Strong demand from importing nations and huge long positions from hedge funds propelled sugar to more than 18¢ per pound earlier this year, says James S. Cordier, chief trader at Liberty Trading Group. “There was a lot of talk about 22, and 24 and 30¢ sugar, and at 16¢ it sounded like a buy.” But purchases by China, India, Pakistan and Russia evaporated in April and May, right when Brazilian farmers went to market, and in mid September, world sugar dropped back near 11.50¢. “It was kind of a perfect storm,” says Cordier, who picks a range of 12¢ to 14¢, for sugar in October.
“I haven’t seen a reason to buy it,” says Peter A. Thomas, senior broker at RJO Futures, adding that supply is building. In a demonstration of its commitment to energy self-sufficiency, production leader Brazil planted 1 million new hectares of sugar cane. “They had the army out there planting sugar cane,” he exclaims, adding sugar will bottom out near 10.99¢, and hit 14.61¢ for a high.

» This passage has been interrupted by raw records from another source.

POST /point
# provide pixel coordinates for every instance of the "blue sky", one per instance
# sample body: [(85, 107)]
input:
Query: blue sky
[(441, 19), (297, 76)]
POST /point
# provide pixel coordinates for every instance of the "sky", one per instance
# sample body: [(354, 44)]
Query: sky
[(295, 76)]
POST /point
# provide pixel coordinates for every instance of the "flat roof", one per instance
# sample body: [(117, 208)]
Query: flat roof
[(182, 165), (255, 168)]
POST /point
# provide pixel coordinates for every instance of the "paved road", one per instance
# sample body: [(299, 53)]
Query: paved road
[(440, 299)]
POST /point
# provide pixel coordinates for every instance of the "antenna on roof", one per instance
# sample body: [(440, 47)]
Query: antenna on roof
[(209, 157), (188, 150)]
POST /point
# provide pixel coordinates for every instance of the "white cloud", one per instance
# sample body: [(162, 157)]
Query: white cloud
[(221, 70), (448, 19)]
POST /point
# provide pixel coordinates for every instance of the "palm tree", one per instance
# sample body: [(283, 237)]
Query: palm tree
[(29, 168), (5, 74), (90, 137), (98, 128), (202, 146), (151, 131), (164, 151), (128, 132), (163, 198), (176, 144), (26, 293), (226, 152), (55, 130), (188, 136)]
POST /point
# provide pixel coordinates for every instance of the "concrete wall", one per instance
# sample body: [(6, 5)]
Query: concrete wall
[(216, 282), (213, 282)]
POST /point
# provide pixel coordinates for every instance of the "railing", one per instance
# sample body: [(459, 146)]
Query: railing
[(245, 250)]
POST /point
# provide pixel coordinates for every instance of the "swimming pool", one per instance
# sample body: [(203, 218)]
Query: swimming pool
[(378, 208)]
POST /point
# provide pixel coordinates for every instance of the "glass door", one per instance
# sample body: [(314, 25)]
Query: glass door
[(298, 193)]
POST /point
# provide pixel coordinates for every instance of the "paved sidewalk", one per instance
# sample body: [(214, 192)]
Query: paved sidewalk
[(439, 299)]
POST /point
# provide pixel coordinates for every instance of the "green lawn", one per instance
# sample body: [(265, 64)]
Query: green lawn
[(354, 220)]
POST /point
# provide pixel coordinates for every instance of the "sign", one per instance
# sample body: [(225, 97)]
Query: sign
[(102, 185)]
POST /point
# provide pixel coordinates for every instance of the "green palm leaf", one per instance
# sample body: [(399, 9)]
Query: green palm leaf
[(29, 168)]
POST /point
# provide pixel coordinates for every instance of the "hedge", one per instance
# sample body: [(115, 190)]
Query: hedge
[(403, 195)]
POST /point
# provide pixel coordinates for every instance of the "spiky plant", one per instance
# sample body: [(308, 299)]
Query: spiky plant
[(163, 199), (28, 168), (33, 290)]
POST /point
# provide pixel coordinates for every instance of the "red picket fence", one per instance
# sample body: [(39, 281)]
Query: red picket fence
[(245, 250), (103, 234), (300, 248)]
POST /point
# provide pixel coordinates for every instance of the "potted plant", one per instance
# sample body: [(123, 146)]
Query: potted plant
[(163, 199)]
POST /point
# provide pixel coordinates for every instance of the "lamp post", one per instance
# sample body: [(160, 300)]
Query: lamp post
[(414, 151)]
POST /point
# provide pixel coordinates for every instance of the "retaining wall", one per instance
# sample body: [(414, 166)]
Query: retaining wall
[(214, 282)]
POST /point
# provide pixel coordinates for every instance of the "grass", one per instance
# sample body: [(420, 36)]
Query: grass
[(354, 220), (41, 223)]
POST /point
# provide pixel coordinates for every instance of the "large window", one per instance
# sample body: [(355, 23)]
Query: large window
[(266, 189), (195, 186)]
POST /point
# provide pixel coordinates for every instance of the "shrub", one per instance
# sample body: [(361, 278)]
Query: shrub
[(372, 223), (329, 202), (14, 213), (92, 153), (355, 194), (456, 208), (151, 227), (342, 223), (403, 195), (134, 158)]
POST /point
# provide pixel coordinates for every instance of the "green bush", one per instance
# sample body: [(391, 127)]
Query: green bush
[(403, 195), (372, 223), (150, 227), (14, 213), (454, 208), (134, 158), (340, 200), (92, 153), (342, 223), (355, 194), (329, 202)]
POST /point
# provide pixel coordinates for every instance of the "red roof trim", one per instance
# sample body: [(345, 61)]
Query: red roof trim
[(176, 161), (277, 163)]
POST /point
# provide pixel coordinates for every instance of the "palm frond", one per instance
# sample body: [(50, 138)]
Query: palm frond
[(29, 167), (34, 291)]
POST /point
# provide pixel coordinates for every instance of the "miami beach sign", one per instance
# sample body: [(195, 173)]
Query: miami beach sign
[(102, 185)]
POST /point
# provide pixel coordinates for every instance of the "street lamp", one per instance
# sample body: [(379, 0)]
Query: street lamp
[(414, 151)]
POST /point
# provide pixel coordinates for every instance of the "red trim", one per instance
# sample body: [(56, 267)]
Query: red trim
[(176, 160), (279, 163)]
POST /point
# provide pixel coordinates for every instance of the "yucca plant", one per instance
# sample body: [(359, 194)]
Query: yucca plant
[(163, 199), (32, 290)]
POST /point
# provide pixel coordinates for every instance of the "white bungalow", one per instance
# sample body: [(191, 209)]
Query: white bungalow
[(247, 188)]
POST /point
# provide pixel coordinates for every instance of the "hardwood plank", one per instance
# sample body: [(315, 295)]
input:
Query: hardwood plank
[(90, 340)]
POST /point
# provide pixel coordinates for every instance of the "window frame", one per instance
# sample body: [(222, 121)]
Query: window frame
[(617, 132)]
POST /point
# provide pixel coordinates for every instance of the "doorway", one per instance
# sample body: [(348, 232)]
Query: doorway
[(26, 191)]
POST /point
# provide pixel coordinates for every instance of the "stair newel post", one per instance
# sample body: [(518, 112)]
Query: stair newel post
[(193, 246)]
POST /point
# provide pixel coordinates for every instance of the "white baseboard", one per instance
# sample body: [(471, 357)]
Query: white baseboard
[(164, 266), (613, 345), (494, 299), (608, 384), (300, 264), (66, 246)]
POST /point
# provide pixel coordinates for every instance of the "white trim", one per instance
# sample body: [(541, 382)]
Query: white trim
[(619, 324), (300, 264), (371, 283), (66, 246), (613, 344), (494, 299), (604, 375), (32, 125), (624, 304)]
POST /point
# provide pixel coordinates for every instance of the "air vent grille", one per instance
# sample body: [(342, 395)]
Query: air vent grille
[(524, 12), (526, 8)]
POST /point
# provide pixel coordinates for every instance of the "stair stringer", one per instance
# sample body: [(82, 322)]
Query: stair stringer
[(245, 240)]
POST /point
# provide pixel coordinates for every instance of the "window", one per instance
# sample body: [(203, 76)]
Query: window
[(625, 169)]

Boyd Cruel, senior softs analyst at Alaron, expects speculative long liquidation to continue through October due to lack of demand and lower energy prices. “The only thing that could turn it around right now is if we see demand from Russia, India and or China.” Cruel expects March sugar to retest support at 12¢ and test resistance at 14¢ during October.